Assuming your data looks somewhat like this
set.seed(104)
dd<-data.frame(
a=sample(c(T,F),25, replace=T),
b=sample(c(T,F),25, replace=T),
c=sample(c(T,F),25, replace=T),
d=sample(c(T,F),25, replace=T),
prob = runif(25)
)
collist<-list("a","c","b")
then a function that would do what you want in part one is
myfun<-function(N) {
rowmatches <- apply(as.matrix(dd[, unlist(collist[1:N])]), 1, any)
dd[rowmatches, ]
}
There is no need to dynamically build a predicate list. Here we just extract the columns you are asking for from the data.set and turn it into a matrix. Then we use apply
to scan across the values in the row to see if any are true. Then we returns the rows that match. So
myfun(1)
# nrow(myfun(1)) == sum(dd$a==T)
# TRUE
returns all the rows where column a is true. And
myfun(2)
# nrow(myfun(2)) == sum(dd$a==T | dd$c==T)
# TRUE
returns all rows where column "a" or "c" is true.
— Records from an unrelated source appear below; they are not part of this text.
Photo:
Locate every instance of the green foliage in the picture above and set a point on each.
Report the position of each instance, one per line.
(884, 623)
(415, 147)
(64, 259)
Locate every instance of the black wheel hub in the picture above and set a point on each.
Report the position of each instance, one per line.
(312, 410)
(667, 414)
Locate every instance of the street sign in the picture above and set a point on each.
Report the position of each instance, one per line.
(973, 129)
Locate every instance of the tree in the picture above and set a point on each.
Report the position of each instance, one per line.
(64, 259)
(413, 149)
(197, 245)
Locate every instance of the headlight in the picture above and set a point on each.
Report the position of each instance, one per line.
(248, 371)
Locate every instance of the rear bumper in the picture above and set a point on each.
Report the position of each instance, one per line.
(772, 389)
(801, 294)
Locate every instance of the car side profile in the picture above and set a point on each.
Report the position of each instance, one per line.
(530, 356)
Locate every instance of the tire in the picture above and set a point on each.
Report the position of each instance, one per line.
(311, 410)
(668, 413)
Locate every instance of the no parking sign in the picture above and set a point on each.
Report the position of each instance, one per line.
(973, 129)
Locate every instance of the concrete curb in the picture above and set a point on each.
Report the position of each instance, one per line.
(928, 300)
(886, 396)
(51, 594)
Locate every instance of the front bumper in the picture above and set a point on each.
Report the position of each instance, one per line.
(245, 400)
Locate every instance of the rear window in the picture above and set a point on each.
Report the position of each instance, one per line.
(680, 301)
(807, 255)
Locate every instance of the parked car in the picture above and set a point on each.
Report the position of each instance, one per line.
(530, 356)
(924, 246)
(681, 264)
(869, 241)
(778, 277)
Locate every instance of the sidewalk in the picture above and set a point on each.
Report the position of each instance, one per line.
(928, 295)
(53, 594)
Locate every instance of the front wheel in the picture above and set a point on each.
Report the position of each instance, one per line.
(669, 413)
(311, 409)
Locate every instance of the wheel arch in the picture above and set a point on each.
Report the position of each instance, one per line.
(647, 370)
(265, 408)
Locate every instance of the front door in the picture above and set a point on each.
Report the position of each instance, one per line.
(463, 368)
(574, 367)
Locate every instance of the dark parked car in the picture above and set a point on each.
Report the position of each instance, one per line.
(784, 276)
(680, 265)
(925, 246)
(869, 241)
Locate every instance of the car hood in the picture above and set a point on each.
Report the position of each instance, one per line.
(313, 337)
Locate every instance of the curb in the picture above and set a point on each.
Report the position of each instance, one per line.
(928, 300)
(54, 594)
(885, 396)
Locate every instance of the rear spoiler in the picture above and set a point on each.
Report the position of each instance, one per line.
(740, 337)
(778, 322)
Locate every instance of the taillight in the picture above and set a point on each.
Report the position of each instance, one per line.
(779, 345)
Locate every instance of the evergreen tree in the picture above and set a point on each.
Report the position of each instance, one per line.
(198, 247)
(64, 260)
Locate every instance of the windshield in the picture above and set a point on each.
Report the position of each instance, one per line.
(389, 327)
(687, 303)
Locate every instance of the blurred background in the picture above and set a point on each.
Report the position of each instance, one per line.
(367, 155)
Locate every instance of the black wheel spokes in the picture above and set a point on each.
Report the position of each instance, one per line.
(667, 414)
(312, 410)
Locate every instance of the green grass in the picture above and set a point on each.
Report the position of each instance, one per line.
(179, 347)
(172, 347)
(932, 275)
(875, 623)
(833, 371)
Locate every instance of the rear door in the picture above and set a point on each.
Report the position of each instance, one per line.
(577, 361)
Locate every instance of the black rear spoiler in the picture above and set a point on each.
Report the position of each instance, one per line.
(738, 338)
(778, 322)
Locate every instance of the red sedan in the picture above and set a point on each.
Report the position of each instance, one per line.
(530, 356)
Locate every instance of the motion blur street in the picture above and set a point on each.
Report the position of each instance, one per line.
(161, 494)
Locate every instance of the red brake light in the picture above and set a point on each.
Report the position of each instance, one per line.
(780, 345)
Then, if you want to grab the top values in the list, you can do something like
result<-myfun(2)
head(result[order(result$prob),], 3)
# a b c d prob
#15 FALSE TRUE TRUE FALSE 0.08670653
#14 TRUE TRUE FALSE FALSE 0.12188057
#16 TRUE TRUE TRUE TRUE 0.13206675
where you use order()
to sort the data.frame and use head()
to extract a certain number of rows (in this case 3).